Maldives shared the views of Tuvalu that SOEs are already being experienced. The seawall is insufficient to address the high waves due to sea level rise resulting in one-fourth of the population affected by flood last year. It needs capacity building and financial support.

Brazil noted that ideas are emerging in concrete terms and they are mostly on the functions and characteristics of the international mechanism. She suggested reframing the question that instead of discussing future needs, why not discuss the functions of this institution to make better use of the remaining time in the meeting.

Cook Islands expressed support for Tuvalu and Maldives. Citing the example of the loss of part of a road to the airport to rising sea level, she said hence the request to address L&D. She supported the call by colleagues for the setting up of a mechanism as soon as possible.

Bolivia stressed that there are clear voices stressing moral, ethical and legal arguments for having a mandate to address this issue. He has not heard objections to addressing L&D and urged engagement in constructing the ideas that had been presented and not delay the conversation.

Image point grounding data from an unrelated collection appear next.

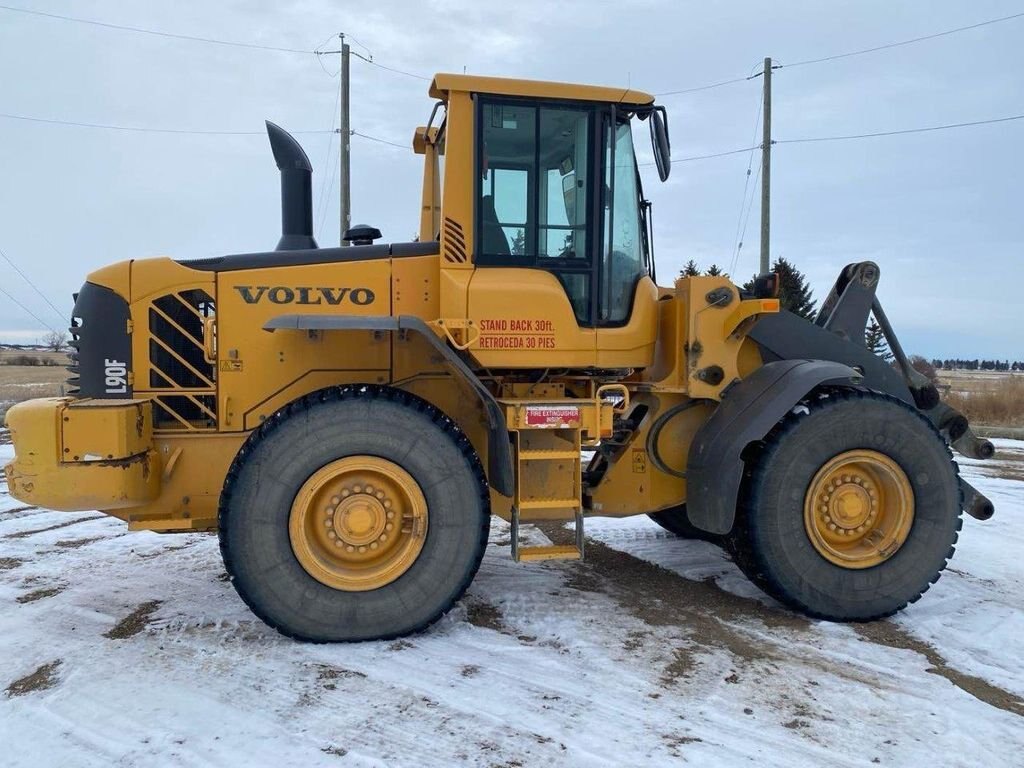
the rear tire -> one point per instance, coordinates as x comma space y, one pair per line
281, 562
904, 467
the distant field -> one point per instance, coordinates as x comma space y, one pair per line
988, 398
20, 382
44, 356
984, 397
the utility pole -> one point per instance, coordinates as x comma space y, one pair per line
344, 141
766, 172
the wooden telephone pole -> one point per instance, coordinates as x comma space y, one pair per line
344, 141
766, 172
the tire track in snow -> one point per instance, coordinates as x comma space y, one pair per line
714, 615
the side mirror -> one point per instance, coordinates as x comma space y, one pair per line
361, 235
659, 142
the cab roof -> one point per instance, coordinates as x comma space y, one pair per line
444, 83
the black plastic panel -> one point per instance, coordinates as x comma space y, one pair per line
101, 343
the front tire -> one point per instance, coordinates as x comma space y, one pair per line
851, 509
354, 514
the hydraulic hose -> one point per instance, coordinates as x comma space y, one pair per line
655, 431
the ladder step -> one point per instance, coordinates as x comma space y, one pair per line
542, 454
553, 552
549, 504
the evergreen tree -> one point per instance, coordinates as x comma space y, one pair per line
795, 293
519, 243
876, 341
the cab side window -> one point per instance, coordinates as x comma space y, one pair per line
622, 260
535, 168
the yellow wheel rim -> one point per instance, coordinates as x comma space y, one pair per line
358, 523
858, 509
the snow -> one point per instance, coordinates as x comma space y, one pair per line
652, 651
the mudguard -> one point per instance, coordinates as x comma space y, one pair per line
748, 413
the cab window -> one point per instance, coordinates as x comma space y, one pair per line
622, 261
535, 188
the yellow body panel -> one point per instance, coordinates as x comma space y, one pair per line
259, 371
525, 321
41, 474
92, 430
445, 84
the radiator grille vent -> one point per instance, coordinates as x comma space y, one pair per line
180, 379
455, 242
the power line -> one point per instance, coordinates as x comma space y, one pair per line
34, 286
903, 42
157, 33
747, 218
43, 323
371, 60
849, 53
138, 129
809, 139
897, 133
704, 87
330, 188
380, 140
742, 201
709, 157
330, 143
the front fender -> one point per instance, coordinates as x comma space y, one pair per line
748, 413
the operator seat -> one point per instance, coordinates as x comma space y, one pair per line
495, 242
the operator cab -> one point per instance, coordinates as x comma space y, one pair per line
556, 220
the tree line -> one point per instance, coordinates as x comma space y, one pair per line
797, 297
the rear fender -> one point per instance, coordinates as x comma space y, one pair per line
748, 413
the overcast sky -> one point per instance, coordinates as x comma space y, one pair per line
940, 212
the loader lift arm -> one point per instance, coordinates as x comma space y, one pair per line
801, 356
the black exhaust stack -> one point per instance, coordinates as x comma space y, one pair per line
296, 190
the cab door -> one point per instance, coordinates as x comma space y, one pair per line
531, 296
627, 301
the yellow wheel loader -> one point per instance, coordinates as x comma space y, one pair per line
349, 419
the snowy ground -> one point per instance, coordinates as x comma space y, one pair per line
122, 648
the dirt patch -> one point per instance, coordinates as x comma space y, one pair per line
41, 679
681, 666
485, 615
76, 543
327, 675
31, 597
134, 623
165, 550
65, 524
16, 510
675, 741
1001, 471
663, 598
890, 635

Potential responses under and outside of the Convention process

Participants were subsequently divided into four break-out groups to deliberate on the following questions:

  • Possible responses under the Convention in the short, medium and long-term, including activities that could be undertaken by the work programme on loss and damage, and taking into account the role of the Convention agreed by the COP in Doha; and
  • Possible responses by other processes, entities and frameworks outside of the Convention.

The groups presented their discussion outcome in the plenary with general views, ranging from stressing on the need to enhance knowledge and better coordination of expertise to the specific idea on the institutional arrangement being an international mechanism and a taskforce under the Adaptation Committee.